Predicting Moisture Uptake in Solid Dosage Packaging

Pharmaceutical Technology, Pharmaceutical Technology-01-02-2017, Volume 41, Issue 1
Pages: 44–49

Moisture uptake during the end-to-end manufacturing process and supply chain can affect product quality. Simulation tools based on mechanistic models help define storage and handling requirements for oral solid-dosage drugs.
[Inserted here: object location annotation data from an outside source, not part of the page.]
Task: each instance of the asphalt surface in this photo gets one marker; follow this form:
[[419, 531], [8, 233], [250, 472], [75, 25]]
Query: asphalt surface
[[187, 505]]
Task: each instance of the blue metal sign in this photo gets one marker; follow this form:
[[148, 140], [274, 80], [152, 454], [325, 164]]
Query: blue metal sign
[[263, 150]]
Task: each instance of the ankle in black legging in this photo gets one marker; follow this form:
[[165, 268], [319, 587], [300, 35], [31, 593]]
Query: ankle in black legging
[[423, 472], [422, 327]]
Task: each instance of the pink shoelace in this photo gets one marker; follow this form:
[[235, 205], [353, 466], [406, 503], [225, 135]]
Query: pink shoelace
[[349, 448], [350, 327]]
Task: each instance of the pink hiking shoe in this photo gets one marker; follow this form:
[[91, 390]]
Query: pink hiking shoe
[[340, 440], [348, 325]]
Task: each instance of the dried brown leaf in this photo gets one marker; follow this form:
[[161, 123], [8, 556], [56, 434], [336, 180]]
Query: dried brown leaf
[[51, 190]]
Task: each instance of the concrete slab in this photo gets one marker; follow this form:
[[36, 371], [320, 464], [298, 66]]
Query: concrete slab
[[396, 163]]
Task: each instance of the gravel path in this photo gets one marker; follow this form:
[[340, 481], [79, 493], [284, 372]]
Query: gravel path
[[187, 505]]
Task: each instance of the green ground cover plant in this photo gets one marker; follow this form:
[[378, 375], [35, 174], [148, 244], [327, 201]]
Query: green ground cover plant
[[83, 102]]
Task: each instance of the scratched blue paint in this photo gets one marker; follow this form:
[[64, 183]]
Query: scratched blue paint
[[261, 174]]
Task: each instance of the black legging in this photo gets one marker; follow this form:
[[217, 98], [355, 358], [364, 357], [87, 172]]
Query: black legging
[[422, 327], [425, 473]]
In the pharmaceutical industry, considerable effort is made to develop products that are stable and have a long shelf life. It is well known that moisture uptake is the most common cause for a product failing to meet its specification (1), and during development particular attention is, therefore, paid to moisture. Uptake of moisture by oral solid-dosage forms, such as tablets or capsules, is well known to increase the mobility of chemical species, which causes an increase in the rate of degradation of the drug substance and an increase in the rate of production of undesired byproducts (2). Moisture can also have an effect on the physical attributes of the product, such as its drug release rate or appearance.

In cases where moisture causes an increased rate of degradation, it is possible to model the rate of reaction using an Arrhenius-like expression that also includes moisture (as shown, for example, by He et al. [3]). The parameters in this model can be determined using accelerated stability tests, as described by Waterman et al. (4, 5), and the amount of degradant can then be predicted provided that the temperature and the moisture content of the product or the relative humidity to which it is exposed are known. In this article, however, only moisture is considered, with the implicit assumption that this factor can be used to predict degradation.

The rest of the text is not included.